The contact activity of six serial concentrations (10, 20, 50, 100, 150, and 200 ppm) of both S. chinensis and R. officinalis BOs was evaluated against the adults of S. Oryzae and T. castaneum with the method previously described [29]. The BOs were diluted in acetone (Al-Nasr Pharmaceutical Chemicals Co., Obour, Egypt). One mL of each concentration was placed in a 9 cm Petri dish by a micropipette and spread uniformly on the whole surface of the dish. Acetone was allowed to evaporate, leaving a thin film of the oils on the surface of dishes [41]. Twenty adults (same age and weight) of each insect were separately added to the Petri dish. Dishes without BOs acted as controls. All treatments were replicated five times. At 1, 2, and 3 days after treatment (DAT), the percentages of adult mortality were recorded and corrected using Abbott’s formula [1,72].

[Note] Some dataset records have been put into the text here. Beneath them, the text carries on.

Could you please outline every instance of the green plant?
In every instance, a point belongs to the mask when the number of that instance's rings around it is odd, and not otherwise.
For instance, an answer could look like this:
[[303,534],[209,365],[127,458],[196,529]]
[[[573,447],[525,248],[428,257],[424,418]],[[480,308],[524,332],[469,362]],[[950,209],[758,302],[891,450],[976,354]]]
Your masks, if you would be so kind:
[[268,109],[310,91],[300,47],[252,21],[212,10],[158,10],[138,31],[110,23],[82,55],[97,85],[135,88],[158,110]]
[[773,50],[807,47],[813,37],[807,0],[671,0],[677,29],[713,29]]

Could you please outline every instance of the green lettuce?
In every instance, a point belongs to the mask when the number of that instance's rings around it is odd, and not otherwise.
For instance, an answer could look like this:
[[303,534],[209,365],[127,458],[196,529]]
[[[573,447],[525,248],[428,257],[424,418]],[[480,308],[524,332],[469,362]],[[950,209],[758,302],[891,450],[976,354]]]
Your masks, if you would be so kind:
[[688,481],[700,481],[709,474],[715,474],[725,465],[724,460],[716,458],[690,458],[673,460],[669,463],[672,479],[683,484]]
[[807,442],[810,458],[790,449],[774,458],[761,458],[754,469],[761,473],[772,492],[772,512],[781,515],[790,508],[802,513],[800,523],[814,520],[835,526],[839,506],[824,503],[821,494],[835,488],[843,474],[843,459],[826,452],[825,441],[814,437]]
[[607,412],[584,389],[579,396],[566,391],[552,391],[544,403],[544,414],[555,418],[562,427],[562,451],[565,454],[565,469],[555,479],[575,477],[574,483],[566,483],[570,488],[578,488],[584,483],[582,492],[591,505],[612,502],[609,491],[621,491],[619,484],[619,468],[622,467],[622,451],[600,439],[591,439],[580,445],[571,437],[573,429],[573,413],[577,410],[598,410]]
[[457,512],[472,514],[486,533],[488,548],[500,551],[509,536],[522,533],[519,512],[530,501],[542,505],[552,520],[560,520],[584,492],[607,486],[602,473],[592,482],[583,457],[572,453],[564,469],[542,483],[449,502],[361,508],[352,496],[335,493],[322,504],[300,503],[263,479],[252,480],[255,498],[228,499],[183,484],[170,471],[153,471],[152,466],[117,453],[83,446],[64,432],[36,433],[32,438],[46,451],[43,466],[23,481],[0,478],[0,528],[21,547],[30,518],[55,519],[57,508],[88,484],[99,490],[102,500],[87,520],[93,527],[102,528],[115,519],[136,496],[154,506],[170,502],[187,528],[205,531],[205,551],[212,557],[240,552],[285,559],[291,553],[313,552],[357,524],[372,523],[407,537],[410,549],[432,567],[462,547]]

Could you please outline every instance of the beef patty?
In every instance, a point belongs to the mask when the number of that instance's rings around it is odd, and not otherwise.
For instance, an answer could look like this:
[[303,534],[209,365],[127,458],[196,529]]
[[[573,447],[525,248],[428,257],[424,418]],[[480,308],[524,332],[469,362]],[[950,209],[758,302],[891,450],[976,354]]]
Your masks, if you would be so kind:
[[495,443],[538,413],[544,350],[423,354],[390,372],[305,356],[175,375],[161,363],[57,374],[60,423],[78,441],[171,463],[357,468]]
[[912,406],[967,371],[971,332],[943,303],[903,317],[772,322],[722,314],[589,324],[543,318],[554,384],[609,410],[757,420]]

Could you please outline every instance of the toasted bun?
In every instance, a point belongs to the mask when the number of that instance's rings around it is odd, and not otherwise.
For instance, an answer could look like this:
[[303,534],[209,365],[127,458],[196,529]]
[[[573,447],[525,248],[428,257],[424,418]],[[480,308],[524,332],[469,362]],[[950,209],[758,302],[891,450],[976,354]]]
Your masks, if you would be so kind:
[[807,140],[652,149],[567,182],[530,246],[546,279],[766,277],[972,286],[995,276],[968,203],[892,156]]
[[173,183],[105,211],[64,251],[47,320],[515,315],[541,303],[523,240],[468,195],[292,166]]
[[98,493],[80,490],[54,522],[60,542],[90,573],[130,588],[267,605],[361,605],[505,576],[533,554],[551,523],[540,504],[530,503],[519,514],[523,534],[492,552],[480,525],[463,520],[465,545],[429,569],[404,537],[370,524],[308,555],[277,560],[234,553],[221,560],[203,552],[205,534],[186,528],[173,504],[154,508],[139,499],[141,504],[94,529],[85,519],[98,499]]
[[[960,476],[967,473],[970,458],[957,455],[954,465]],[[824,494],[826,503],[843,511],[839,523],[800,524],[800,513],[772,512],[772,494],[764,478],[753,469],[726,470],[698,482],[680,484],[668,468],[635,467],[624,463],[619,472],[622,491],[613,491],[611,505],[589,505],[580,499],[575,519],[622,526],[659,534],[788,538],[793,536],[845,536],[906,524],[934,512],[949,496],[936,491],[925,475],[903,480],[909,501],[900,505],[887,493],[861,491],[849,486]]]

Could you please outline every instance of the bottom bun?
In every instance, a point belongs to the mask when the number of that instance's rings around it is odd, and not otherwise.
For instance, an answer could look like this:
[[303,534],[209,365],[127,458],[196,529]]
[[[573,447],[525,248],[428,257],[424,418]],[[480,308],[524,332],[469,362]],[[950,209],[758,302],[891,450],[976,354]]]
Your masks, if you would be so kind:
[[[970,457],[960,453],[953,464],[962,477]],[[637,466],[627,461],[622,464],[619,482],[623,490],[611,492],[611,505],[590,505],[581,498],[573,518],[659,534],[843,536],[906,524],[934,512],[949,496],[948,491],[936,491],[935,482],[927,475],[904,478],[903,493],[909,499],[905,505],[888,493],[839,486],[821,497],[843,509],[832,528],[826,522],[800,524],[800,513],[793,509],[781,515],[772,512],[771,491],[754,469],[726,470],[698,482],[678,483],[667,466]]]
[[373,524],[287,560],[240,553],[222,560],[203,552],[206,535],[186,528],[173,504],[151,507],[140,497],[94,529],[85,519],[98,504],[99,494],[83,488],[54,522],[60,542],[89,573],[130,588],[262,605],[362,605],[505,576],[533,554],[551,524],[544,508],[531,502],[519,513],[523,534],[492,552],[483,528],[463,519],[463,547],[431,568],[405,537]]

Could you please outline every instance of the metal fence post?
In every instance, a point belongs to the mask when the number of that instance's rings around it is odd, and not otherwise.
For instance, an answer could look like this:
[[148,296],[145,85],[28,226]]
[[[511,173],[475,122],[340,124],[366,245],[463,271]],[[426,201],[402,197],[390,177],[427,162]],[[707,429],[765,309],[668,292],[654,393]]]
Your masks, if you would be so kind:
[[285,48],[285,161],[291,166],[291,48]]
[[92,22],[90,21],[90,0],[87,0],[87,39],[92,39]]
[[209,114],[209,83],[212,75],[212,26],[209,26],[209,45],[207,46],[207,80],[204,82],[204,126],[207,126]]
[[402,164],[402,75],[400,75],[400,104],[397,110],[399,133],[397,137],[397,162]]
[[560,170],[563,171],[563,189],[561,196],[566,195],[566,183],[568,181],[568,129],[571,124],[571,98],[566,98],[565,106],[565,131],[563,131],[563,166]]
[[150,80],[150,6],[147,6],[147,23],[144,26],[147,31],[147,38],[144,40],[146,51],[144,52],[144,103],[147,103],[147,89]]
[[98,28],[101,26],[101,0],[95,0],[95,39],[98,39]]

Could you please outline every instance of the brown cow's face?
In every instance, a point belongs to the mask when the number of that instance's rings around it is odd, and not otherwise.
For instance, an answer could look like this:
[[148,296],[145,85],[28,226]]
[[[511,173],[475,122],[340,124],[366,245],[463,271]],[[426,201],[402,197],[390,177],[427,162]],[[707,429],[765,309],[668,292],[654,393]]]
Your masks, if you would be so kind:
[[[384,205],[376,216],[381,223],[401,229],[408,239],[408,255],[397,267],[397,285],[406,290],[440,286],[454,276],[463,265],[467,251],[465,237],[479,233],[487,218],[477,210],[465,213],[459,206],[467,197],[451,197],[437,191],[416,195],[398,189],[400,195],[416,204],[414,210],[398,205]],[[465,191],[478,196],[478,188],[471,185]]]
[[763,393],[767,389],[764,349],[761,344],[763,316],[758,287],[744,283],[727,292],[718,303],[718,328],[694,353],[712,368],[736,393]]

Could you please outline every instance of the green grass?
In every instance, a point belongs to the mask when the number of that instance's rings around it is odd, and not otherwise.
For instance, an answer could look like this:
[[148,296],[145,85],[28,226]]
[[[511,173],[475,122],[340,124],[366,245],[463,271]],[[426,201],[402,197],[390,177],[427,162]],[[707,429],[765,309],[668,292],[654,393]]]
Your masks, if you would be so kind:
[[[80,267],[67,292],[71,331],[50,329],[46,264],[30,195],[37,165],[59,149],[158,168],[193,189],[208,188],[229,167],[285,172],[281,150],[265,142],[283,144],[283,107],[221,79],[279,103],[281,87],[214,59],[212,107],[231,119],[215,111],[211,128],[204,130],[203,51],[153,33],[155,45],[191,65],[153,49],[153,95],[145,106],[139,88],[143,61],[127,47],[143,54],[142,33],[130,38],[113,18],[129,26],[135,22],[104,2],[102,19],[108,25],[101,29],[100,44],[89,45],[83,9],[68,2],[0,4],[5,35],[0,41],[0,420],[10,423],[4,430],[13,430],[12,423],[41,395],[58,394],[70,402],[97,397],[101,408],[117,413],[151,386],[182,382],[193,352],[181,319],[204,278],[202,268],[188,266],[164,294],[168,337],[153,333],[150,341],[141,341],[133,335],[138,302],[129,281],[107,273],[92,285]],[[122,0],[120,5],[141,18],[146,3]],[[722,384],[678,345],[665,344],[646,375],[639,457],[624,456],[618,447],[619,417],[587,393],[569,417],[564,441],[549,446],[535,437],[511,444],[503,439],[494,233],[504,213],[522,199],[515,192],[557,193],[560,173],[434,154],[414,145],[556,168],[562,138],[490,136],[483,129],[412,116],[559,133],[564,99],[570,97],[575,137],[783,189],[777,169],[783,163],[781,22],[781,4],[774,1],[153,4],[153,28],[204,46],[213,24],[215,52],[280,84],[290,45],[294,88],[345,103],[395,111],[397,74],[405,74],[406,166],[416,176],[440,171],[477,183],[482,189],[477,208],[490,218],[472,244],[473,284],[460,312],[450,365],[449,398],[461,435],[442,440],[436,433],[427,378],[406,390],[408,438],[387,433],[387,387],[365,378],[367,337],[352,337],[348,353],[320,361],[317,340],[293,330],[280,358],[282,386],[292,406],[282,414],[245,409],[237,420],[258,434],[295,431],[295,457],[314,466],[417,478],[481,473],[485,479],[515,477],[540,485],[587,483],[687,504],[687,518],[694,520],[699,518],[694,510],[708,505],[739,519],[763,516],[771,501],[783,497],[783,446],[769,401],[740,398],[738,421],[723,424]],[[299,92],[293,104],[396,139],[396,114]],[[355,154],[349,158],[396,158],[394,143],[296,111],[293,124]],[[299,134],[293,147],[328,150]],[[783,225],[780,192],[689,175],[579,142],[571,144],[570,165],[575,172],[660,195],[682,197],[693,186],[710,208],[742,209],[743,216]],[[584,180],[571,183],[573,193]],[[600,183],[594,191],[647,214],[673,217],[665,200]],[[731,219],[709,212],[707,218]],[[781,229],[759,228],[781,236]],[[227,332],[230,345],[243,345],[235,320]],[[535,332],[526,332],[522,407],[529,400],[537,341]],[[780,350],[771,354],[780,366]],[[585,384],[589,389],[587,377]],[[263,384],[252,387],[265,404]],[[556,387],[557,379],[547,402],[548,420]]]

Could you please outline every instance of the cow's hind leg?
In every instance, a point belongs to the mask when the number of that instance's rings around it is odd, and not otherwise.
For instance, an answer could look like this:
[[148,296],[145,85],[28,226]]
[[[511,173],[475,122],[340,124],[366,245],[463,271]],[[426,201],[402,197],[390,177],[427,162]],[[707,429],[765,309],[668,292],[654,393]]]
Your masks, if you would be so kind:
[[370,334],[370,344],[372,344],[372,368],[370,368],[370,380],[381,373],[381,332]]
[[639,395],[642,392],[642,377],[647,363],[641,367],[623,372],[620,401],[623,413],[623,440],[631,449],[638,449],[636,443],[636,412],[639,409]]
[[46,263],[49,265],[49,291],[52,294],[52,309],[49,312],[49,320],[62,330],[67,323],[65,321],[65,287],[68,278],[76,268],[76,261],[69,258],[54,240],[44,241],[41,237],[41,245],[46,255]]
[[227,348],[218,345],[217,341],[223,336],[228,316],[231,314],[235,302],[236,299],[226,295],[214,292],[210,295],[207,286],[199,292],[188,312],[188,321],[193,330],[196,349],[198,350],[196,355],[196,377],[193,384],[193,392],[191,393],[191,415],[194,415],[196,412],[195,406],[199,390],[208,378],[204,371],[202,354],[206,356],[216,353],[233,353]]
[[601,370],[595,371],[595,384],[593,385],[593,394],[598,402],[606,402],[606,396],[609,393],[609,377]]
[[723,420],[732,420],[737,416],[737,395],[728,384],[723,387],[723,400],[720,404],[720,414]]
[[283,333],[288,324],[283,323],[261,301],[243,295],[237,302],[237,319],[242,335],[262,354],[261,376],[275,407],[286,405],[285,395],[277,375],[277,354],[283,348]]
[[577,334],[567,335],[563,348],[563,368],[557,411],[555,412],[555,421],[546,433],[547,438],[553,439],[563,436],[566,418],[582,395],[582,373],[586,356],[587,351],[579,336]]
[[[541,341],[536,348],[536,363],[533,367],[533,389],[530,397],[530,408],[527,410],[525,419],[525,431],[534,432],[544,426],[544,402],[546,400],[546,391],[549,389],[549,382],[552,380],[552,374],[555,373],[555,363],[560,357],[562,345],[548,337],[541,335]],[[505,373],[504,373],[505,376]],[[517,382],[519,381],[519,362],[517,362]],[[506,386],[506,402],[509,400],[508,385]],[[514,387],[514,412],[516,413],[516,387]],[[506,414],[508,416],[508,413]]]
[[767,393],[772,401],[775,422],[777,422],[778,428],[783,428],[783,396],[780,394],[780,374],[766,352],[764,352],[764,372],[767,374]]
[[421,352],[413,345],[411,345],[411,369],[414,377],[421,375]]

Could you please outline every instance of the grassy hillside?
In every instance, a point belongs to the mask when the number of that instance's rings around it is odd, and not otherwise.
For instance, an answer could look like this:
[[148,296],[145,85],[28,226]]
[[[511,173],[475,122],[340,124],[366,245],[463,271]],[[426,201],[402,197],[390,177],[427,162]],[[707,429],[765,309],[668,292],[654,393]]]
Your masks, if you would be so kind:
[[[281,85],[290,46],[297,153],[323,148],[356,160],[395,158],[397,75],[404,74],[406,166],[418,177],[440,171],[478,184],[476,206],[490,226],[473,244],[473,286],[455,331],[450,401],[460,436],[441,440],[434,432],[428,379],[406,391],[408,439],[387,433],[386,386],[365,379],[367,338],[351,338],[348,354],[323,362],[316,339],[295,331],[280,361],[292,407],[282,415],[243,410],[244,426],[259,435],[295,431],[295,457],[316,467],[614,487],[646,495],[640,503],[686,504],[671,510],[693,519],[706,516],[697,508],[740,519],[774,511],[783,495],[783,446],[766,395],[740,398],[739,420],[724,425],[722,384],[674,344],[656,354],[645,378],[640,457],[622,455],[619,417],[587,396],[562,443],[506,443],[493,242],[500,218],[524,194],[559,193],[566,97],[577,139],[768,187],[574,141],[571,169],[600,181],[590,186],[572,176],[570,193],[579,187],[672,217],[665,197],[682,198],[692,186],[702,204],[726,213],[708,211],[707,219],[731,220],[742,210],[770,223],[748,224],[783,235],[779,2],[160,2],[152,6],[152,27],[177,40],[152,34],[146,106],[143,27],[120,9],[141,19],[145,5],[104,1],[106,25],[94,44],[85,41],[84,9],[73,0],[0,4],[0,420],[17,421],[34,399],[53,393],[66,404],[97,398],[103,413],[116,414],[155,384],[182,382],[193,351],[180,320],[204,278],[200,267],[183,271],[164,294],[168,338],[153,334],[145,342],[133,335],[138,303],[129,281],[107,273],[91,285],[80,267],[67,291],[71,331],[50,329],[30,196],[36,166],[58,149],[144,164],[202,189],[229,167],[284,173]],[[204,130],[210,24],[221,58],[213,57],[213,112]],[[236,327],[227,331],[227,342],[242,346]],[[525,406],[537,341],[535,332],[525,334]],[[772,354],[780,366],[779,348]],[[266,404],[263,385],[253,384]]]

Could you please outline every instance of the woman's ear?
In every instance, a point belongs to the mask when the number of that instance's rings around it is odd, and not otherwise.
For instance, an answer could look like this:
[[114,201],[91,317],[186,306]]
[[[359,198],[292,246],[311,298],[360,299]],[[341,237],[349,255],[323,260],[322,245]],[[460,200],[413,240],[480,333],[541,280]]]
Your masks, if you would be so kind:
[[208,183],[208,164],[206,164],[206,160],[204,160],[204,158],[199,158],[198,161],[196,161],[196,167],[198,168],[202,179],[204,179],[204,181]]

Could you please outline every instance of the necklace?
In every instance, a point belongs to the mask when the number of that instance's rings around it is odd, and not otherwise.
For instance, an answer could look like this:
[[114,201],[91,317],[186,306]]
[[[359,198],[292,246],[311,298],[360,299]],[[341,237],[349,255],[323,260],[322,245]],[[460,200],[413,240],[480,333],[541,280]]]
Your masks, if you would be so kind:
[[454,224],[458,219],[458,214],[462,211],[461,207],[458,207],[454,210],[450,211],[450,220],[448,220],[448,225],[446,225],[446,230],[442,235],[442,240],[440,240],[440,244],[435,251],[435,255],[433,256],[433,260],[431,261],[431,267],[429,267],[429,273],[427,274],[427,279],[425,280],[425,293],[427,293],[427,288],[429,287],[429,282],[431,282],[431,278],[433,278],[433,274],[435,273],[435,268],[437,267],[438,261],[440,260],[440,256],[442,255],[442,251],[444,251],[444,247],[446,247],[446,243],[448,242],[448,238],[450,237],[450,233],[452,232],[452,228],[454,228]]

$$\mathrm{Corrected} \mathrm{mortality}\%=\frac{\left(\mathrm{Mortality}\% \mathrm{of} \mathrm{treated} \mathrm{insects}-\mathrm{Mortality}\% \mathrm{of} \mathrm{control}\right)}{\left(100-\mathrm{Mortality}\% \mathrm{of} \mathrm{control}\right)}\times 100$$

The LC₅₀ values (concentration causing 50% mortality compared with the control) expressed as ppm/cm² were calculated [73].

4.5. Fumigation Bioassay

To evaluate the fumigation toxicity of BOs against S. oryzae and T. castaneum adults, six oil concentrations (10, 20, 50, 100, 150, and 200 ppm/L air) were evaluated following the previously described bioassay [29,74]. One-liter glass jars were used as fumigation chambers. Each oil concentration was evenly added to a filter paper piece (2 × 3 cm) fixed in the subsurface of the screw caps of jars. The inner side of the jar’s neck was painted with Vaseline to prevent direct contact of insects with the treated filter paper. Caps were directly screwed tightly onto the jars, each containing 20 adults (same age and weight). The filter papers in the controls were treated with acetone only. Each treatment was replicated five times. The adult mortality was calculated at 1, 2, and 3 DAT, and the LC₅₀ values (ppm/L air) were considered [73].

4.6. Statistical Analysis

The generalized linear model (GLM) was used to perform a one-way analysis of variance on the insect mortality data [32]. Means were then compared by the Duncan’s least significant difference (LSD) test [75] using SAS software V. 8.2 (SAS Institute Inc., Cary, NC, USA) [76]. Differences were considered significant at α = 0.05. The LdP line computerized software program was used to calculate the probit analyses of LC₅₀ values and their fiducial limits (confidence intervals) for botanical oils according to Finney (1971) [77].

5. Conclusions

Botanical oils have been widely investigated for their biological activity against a wide range of agricultural pests, including stored-product pests. Many studies have confirmed the potency of these products; however, their toxicity is dependent on a number of factors (e.g., the chemical composition of the BO, the targeted pest, and the bioassay method). The data of the current study suggest the high contact and fumigation effects of S. chinensis and R. officinalis BOs against S. oryzae and T. castaneum. Thus, it can be concluded that these BOs are a promising approach in terms of decreasing chemical pesticide use, and they should be considered for an effective IPM strategy for S. oryzae and T. castaneum.